In a few months, a new and innovative credit card will likely be tested in the United Kingdom. This “smarter” credit card will allow customers to manage all of their accounts via one card, including personal and business credit accounts, as well as bank accounts. The card is the same size as a regular credit card, but it has buttons and a screen allowing customers to choose the credit account to charge against. Once the customer has selected the account, the process for charging is exactly the same. Dynamics Inc. manufactures the cards, which contain a miniature, flexible circuit board, a battery that lasts up to three years, and a programmable magnetic stripe – very much like a miniature computer. The technology from Dynamics is currently being utilized and tested by Citibank in the United States, but Dynamics appears to be in advanced talks with other United Kingdom banks regarding trials with this technology.
Dynamics currently manufactures several different innovative types of credit cards, such as a hidden card, a multi-account card, and a dynamic card. The hidden card hides account number information until the cardholders enters a PIN to reveal the full information necessary to complete a transaction. The multi-account card is fairly straight forward in that there are two accounts on the card and the user selects which account to utilize. In addition, the dynamic card helps to prevent fraud by automatically writing a new and unique security code onto its magnetic strip for every purchase, which could cause a problem for stored purchasing options, such as iTunes or a re-occurring Netflix subscription.
The company also manufactures a redemption card that allows the user to use points or credit at the point of sale by pressing the respective button. Comperemedia observed this card back in September 2011 from Citibank, called the Citi ThankYou Preferred 2G Card with Request Rewards (Media ID: 20110920-01191). Citibank employees started testing this card back in May 2011.
One of the most interesting things regarding all of the cards is that they all can utilize the existing magnetic strip technology and infrastructure already in use in the United States. Thus, merchants would not have to upgrade or change point-of-sale machines, as they would have to do so if chip and PIN technology or EMV (Euro MC/Visa) were implemented. However, Dynamics has developed versions of the card that utilize chip and PIN technology if we ever switch to this technology in the United States.

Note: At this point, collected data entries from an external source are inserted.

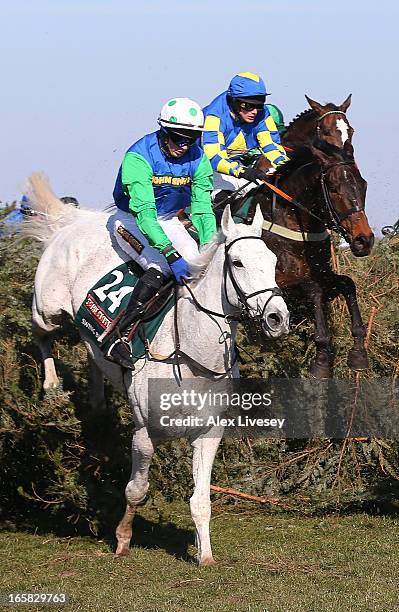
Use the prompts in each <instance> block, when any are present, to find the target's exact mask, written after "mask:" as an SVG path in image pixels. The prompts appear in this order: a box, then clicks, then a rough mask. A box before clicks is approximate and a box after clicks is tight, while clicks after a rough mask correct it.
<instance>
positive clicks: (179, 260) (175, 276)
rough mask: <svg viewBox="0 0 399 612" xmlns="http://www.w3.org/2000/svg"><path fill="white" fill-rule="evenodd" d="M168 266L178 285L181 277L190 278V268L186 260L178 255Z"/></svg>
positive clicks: (187, 278) (180, 283)
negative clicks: (169, 267)
mask: <svg viewBox="0 0 399 612" xmlns="http://www.w3.org/2000/svg"><path fill="white" fill-rule="evenodd" d="M169 266H170V269H171V270H172V272H173V274H174V277H175V279H176V282H177V283H178V284H179V285H182V284H183V278H184V279H189V278H190V270H189V267H188V263H187V262H186V260H185V259H183V257H179V258H178V259H175V261H173V262H172V263H170V264H169Z"/></svg>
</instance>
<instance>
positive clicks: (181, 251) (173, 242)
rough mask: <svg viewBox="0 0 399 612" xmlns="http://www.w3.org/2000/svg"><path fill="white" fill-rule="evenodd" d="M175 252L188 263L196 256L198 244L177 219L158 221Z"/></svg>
mask: <svg viewBox="0 0 399 612" xmlns="http://www.w3.org/2000/svg"><path fill="white" fill-rule="evenodd" d="M158 221H159V224H160V226H161V227H162V229H163V231H164V232H165V234H166V235H167V237H168V238H169V239H170V241H171V243H172V244H173V246H174V247H175V249H176V251H177V252H178V253H179V254H180V255H181V256H182V257H183V258H184V259H186V260H187V261H188V262H190V260H192V259H195V257H196V256H197V255H198V244H197V243H196V241H195V240H194V238H193V237H192V236H190V234H189V233H188V231H187V230H186V228H185V227H184V225H183V224H182V223H181V222H180V221H179V219H178V218H177V217H172V218H170V219H162V218H161V219H158Z"/></svg>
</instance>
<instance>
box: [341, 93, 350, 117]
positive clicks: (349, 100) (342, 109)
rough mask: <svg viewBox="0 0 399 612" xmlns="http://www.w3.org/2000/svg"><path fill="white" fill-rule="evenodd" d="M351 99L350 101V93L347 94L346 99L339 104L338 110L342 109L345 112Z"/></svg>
mask: <svg viewBox="0 0 399 612" xmlns="http://www.w3.org/2000/svg"><path fill="white" fill-rule="evenodd" d="M351 101H352V94H349V96H348V97H347V98H346V100H345V101H344V102H342V104H341V106H340V107H339V110H342V112H343V113H346V111H347V110H348V108H349V107H350V105H351Z"/></svg>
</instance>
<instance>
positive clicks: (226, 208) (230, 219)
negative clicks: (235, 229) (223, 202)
mask: <svg viewBox="0 0 399 612" xmlns="http://www.w3.org/2000/svg"><path fill="white" fill-rule="evenodd" d="M232 224H234V221H233V217H232V216H231V211H230V204H228V205H227V206H226V208H225V209H224V211H223V215H222V222H221V224H220V225H221V228H222V232H223V234H224V235H225V236H228V234H229V233H230V230H231V225H232Z"/></svg>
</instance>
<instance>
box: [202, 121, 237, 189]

I have not seen any of these credit cards yet and there might be some kinks to work out prior to widespread usage, such as re-occurring purchases. However, anything that increases convenience and security is a plus in my book. The multi-card is an interesting product in that it would eliminate cards (and clutter) within my wallet. Likewise, it would be interesting to see if you could put accounts from different financial institutions on the same card – that would be cool. But let’s see how the trials go first in the UK.